Characterization of electric field-induced fusion in erythrocyte ghost membranes.

Abstract

Fusion was reported to occur in a variety of membrane systems in response to the application of certain electric currents to the medium. The application of a weak but continuous alternating current causes the [human] membranes in suspension to be rearranged into the pearl-chain formation. Fusion can then be induced by 1 or more strong direct current pulses that cause pore formation. This results in the conversion of individual membranes in the pearl-chain formation to a single membrane with 1 or more hourglass constrictions that form lumens which connect the cytoplasmic compartments. As the diameter of the lumens increases, the overall membrane shape grows to 1 large sphere. To further characterize electric field-induced fusion, experiments were conducted using the erythrocyte ghost as a model membrane, and a new combination of electrical circuit and fusion chamber that is simpler and improved over previous systems. All odd-shaped ghosts (collapsed or partly collapsed spherical shapes, echinocytes, discocytes and stomatocytes) in 30 mM phosphate buffer was first converted to spherocytes and then fused with increasing yields by increasing the number of pulses. After fusion, the lateral diffusion of a fluorescent lipid soluble label (Dil) from labeled to unlabeled membranes were observed to occur both with and without the appearance in phase-contrast optics of distinct communication (lumens) between cytoplasmic compartments of the fused membranes.

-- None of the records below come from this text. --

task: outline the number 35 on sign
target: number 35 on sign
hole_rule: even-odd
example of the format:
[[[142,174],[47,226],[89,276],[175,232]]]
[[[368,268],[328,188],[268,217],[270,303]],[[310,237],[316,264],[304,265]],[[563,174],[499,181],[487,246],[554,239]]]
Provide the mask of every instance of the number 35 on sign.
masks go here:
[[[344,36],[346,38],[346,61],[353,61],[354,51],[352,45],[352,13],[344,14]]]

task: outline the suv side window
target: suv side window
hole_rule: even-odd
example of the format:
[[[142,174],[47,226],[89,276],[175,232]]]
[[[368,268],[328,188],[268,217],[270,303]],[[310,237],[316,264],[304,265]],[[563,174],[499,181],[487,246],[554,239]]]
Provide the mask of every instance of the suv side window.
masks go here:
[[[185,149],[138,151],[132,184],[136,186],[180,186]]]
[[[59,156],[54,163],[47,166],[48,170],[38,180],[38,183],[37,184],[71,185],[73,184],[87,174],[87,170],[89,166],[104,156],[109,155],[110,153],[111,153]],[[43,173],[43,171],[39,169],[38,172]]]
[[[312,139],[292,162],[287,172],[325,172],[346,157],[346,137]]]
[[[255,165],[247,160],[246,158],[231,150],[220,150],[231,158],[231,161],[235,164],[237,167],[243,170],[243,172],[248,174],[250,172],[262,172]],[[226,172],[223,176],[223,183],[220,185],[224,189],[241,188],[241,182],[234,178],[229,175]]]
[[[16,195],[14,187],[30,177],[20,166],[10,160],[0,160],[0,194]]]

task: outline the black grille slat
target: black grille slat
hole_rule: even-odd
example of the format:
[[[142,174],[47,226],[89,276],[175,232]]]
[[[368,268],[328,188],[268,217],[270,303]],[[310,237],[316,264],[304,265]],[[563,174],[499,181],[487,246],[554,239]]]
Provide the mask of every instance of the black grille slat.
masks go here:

Connections between cytoplasmic compartments were unmistakable with the instant transfer of a fluorescent water-soluble label (fluorescein isothiocyanate-dextran) from labeled to unlabeled cytoplasmic compartments upon fusion. Although pulses still resulted in the lateral diffusion of Dil to unlabeled membranes, the presence of glycerol in the medium strongly reduced the yield of lumens observable by phase-contrast optics in fusion events. The presence of glycerol also inhibited the conversion of membranes to spherocytes, but did not inhibit the lateral diffusion of Dil from labeled to unlabeled membranes.